Experts in the field of reviewing games and company policies also suffer from these effects, no matter how many videos or articles they can come up with. And if no one buys the games anymore, making reviews of it will be pointless.
“If nobody is going to buy the new games, then there is hardly any point in doing a review,” said Symon Goro, 21 and a game reviewer on Gamefaqs. “And I can’t recommend a game with a bad DLC policy to somebody at full price.”
The elimination of used games already has gamers being more cautious and distrustful, and if no money goes into the games, then everyone suffers as a result. And everyone in the world cannot afford full priced games, especially when content is also forced through DLC.

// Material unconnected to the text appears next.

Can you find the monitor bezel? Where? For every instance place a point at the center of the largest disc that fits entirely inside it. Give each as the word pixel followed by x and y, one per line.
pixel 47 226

And Capcom has not made things better.
On February 2012, Capcom announced that sales for the 9 months in 2011 decreased 29%, though other sales that included Ultimate Marvel vs. Capcom 3 and Dead Rising 2: Off the Record managed to fare well enough in the states.
On the other hand, fans are not pleased with results of some of the questionable things Capcom has done recently and in the past, such as the cancellation of Megaman Legends 3 or the Ultimate Marvel vs. Capcom 3 expansion that gives the players very little and was released nine months ahead of time, and the latest news with Street Fighter X Tekken for home consoles.
The latest news with the game is that stored content that was already on the disc, and Capcom planned on selling those very characters as DLC. The PSP Vita version on the other hand included those very characters on the disc, leaving Xbox 360 and PlayStation 3 owners angered.
Capcom responded to their complaints and stated in a reply message (5), “While Capcom is sorry that some of its fans are not happy about the chosen method of delivery for the DLC, we believe that this method will provide more flexible and efficient gameplay throughout the game’s lifecycle. There is effectively no distinction between the DLC being ”locked” behind the disc and available for unlocking at a later date, or being available through a full download at a later date, other than delivery mechanism.”
Others argue against Capcom’s statement however.
“It’s incredibly cheap and lazy to lock content on the disc and force us to pay extra and wait months for something that should be there from the beginning,” Goro said. “That’s like buying a sandwich and finding you have to pay extra for the toppings.”
And the after effects of some of these practices are hurting stores in other countries. According to an article on IGN, in the UK, Gamestop and Best Buy stores are already closing from lack of sales. The digital age that is coming, where consumers can now go online, is also not helping matters for smaller stores.
Frank Stancheck Jr., 32, and as both an employee of Classic Game Junkie and as a gamer, does express concern with his customers.
“The customers are hurt more than retailers,” Stancheck said. “And they sometimes avoid the games those companies produce as much as possible.”
Stancheck remains optimistic however.
“We don’t just stock new games,” Stancheck proudly said. “We also repair consoles, and technology is always going to need to get fixed. I also try to steer customers in games that may suit their interest, even if they are old and cheap. Even if you get a small sale, you may get a customer for life.”
And only time can tell what will happen in the future. Given the circumstances and reactions/opinions left unheard by companies, that future looks very bleak.
Many gamers want to reminisce about the days of old when gaming was simple, while are happy with the advances video games have achieved. While some wear smiles, and others make their voices known on the internet, there is a guarantee that change is coming.